Features¶
html-to-markdown is a comprehensive HTML-to-Markdown conversion library built on a high-performance Rust core with native bindings for 12 language ecosystems.
Performance¶
The Rust core delivers 150--280 MB/s throughput for HTML-to-Markdown conversion, making it 10--80x faster than pure Python alternatives. Performance is consistent across all language bindings because the heavy lifting always happens in native compiled Rust code.

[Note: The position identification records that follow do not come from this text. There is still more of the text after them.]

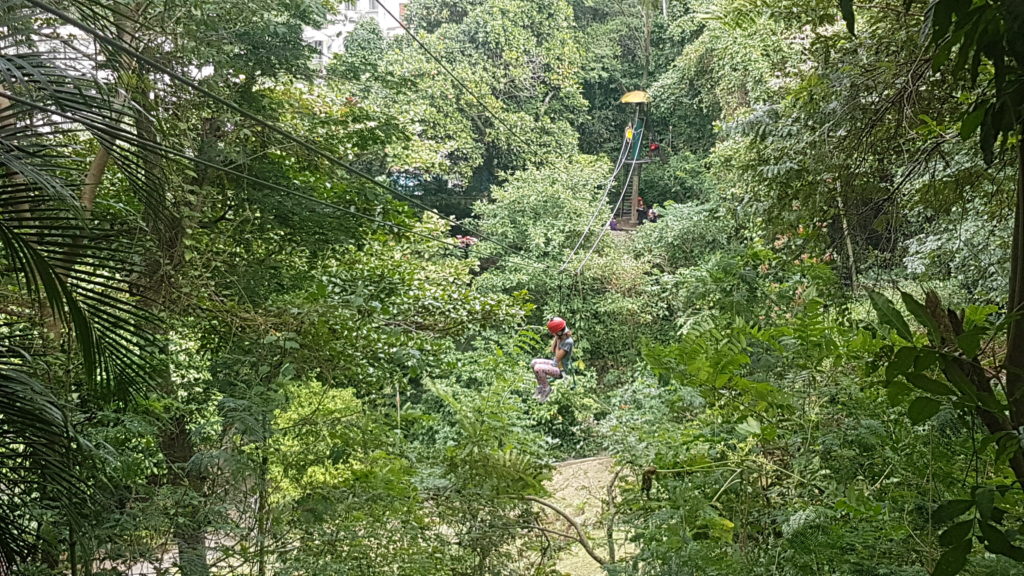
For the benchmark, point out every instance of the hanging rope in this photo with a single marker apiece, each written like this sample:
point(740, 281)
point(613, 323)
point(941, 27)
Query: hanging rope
point(627, 142)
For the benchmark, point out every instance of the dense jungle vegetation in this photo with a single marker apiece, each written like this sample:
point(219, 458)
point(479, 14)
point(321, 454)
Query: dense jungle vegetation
point(242, 330)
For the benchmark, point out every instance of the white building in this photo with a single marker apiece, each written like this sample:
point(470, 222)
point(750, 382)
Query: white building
point(331, 39)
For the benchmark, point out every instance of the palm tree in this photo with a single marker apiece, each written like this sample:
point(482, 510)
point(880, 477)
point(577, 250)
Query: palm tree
point(68, 121)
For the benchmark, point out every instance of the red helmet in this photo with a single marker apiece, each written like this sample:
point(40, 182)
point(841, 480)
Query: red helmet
point(556, 325)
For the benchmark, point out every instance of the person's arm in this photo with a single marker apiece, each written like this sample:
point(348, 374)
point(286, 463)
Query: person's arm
point(559, 355)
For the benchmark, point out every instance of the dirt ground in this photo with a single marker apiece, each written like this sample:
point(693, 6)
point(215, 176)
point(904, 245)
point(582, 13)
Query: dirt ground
point(580, 488)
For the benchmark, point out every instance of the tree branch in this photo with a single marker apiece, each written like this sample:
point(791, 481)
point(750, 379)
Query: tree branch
point(576, 526)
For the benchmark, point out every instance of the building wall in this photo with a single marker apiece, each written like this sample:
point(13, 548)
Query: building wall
point(331, 39)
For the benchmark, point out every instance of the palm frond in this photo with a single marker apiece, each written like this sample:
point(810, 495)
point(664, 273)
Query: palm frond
point(36, 458)
point(84, 272)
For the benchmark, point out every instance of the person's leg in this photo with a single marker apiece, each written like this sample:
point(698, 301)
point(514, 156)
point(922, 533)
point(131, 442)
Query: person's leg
point(543, 368)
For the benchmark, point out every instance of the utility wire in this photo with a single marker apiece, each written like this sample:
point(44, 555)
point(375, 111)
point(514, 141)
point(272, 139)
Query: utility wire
point(623, 153)
point(154, 147)
point(448, 71)
point(107, 40)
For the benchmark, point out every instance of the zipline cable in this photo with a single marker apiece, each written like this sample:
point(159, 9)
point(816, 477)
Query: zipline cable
point(604, 230)
point(600, 203)
point(316, 151)
point(627, 142)
point(453, 75)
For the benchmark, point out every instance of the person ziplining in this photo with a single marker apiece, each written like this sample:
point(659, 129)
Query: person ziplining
point(557, 367)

Key performance characteristics:
- Zero-copy parsing where possible, minimizing memory allocations
- Single-pass conversion -- HTML is parsed and converted to Markdown in one pass
- Compiled native extensions -- Python (PyO3), Node.js (NAPI-RS), Ruby (Magnus), PHP (ext-php-rs), Elixir (Rustler), R (extendr)
- Benchmark-verified with Criterion.rs, tracked per release to prevent regressions
Performance in kreuzberg
kreuzberg uses html-to-markdown internally for HTML conversion. The speed of html-to-markdown directly benefits kreuzberg's document processing pipeline, particularly when batch-processing large volumes of HTML documents.
12 Language Bindings¶
Every binding wraps the same Rust core, producing identical Markdown output regardless of which language you use. No logic is duplicated in binding code -- all conversion logic lives in Rust.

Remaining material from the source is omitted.